David Furlow
David Furlow is a senior partner at the Houston office of Thompson & Knight LLP. During 25 years of practice, he has argued cases in the U.S. Supreme Court, the Texas Supreme, and other federal courts, often addressing constitutional, appellate, and historical issues, and has served as the Chair of the American Bar Association's Media, Defamation & Privacy Law Committee.
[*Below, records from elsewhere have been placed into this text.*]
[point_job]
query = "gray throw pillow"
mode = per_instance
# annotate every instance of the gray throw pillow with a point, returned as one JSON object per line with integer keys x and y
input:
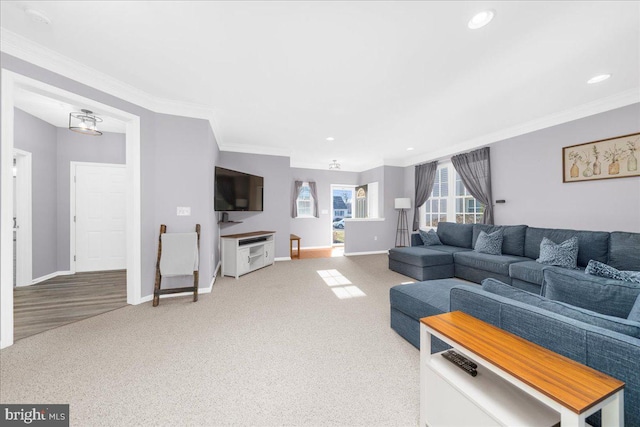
{"x": 563, "y": 254}
{"x": 429, "y": 238}
{"x": 596, "y": 268}
{"x": 489, "y": 243}
{"x": 634, "y": 314}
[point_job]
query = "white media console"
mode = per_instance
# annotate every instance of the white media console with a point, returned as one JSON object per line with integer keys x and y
{"x": 247, "y": 252}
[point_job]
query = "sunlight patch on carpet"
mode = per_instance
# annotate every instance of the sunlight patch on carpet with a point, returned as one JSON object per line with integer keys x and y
{"x": 337, "y": 281}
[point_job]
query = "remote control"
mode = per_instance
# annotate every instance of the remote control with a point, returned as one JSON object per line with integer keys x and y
{"x": 461, "y": 362}
{"x": 457, "y": 357}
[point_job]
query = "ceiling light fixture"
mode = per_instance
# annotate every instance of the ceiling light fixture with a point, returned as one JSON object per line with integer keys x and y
{"x": 37, "y": 16}
{"x": 598, "y": 79}
{"x": 481, "y": 19}
{"x": 84, "y": 122}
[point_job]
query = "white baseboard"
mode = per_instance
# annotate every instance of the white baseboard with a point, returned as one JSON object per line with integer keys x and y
{"x": 206, "y": 290}
{"x": 366, "y": 253}
{"x": 49, "y": 276}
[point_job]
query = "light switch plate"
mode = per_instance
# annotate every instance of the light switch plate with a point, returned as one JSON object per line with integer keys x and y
{"x": 184, "y": 211}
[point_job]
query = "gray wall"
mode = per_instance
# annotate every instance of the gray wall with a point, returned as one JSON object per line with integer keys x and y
{"x": 52, "y": 151}
{"x": 277, "y": 194}
{"x": 526, "y": 171}
{"x": 39, "y": 138}
{"x": 317, "y": 232}
{"x": 150, "y": 191}
{"x": 72, "y": 146}
{"x": 375, "y": 235}
{"x": 186, "y": 153}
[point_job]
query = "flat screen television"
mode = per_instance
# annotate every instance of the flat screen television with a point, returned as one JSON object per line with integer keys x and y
{"x": 237, "y": 191}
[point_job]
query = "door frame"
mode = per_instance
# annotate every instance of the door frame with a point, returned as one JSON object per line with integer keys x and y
{"x": 72, "y": 207}
{"x": 23, "y": 198}
{"x": 10, "y": 82}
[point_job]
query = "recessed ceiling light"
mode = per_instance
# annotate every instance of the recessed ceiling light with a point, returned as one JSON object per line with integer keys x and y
{"x": 481, "y": 19}
{"x": 598, "y": 79}
{"x": 37, "y": 16}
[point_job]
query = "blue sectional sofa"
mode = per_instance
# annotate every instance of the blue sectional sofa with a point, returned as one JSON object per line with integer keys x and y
{"x": 517, "y": 265}
{"x": 590, "y": 319}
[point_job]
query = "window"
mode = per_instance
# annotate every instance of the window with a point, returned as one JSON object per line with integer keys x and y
{"x": 450, "y": 201}
{"x": 305, "y": 201}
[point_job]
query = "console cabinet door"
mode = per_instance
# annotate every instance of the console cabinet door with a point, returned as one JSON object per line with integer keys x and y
{"x": 268, "y": 253}
{"x": 243, "y": 261}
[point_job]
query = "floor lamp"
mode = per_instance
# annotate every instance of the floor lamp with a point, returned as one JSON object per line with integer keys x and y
{"x": 402, "y": 230}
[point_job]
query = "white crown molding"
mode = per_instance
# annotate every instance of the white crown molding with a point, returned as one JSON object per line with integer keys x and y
{"x": 34, "y": 53}
{"x": 22, "y": 48}
{"x": 255, "y": 149}
{"x": 602, "y": 105}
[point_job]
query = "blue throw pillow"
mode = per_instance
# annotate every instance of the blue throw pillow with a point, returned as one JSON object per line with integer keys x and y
{"x": 563, "y": 254}
{"x": 489, "y": 243}
{"x": 429, "y": 238}
{"x": 596, "y": 268}
{"x": 634, "y": 314}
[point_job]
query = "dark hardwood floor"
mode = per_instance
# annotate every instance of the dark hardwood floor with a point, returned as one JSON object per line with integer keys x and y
{"x": 67, "y": 299}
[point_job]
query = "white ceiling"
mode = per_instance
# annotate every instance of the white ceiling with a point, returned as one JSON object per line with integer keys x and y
{"x": 379, "y": 77}
{"x": 56, "y": 112}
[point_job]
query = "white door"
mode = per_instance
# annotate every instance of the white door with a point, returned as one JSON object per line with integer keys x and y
{"x": 100, "y": 209}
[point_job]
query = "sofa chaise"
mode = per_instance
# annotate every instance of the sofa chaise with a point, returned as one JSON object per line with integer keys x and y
{"x": 593, "y": 320}
{"x": 516, "y": 265}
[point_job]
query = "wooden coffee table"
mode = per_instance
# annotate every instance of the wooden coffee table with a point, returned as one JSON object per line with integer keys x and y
{"x": 517, "y": 382}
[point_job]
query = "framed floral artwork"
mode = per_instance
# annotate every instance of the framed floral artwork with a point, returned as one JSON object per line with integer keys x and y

David has presented papers about the American colonial world to the New Netherland Institute, the Pennsylvania Historical Society, and at Delaware Archaeological Society symposia concerning the Delaware River, as well as the Texas Chapter of the Society of Mayflower Descendants; he has published articles in Mayflower Descendant, Mayflower Quarterly, and Swedish Colonial News.
Carrie Hogan
Among the exhibits historian Carrie Hogan has curated for the Swedish Historical Musuem are "Colony to Community: The Story of New Sweden," "Sandra Binion: Ennesbo," "Norse Mythology and the Viking Age with Illustrations by Artist Dylan Carroll," and "Material Matters: Swedish Textiles."
Cynthia J. Van Zandt
Historian Cynthia Van Zandt specializes in colonial North America, Native America, and the early modern Atlantic World. Her publications include Brothers Among Nations: The Pursuit of Intercultural Alliances in Early America, 1580-1660 (Oxford University Press, 2008), and she is currently conducting research for a future publication on the topic of “Cultures of Fear: Anti-Catholicism and Protestant Fears of Catholic Conspiracy in the Early Modern Atlantic World.”
Richard Waldron
Historian Richard Waldron's research interests include 16th–18th century Swedish and Swedish-American history, European culture abroad in the 16th to the 19th centuries, the evolution of culture in frontiers, and religion as a major structure of cultural maintenance in situations of cultural stress. Now retired, Richard was formerly the executive director of the American Swedish Historical Museum, as well as the New Jersey Historical Commission.
Kim-Eric Williams
Kim-Eric Williams has worked as Archivist and four-time Governor of the Swedish Colonial Society, as Swedish Lecturer at the University of Pennsylvania and Translator of the multi-volume Gloria Dei Records Project. He serves as Archivist at the Lutheran Archives Center at Philadelphia and is the editor of Archives Advocate. He is an 11th generation descendant of three 17th century Swedes.
Lorraine Williams
As the curator of archaeology and ethnology at the New Jersey State Museum from 1974 to 2008, anthropologist Lorraine Williams managed the personnel and budget of the Bureau of Archaeology and Ethnology in preserving and interpreting an archaeological collection of over 2 million objects from New Jersey and the surrounding areas, and an ethnographic collection of over 4,000 objects primarily from New Jersey. Her research interests include cross-cultural adaptations in Native American and European-American artistic practices and traditions (19th and 20th centuries), New Jersey social history and folklife studies, and prehistoric and historic culture contact (particularly of Colonial and Native American populations).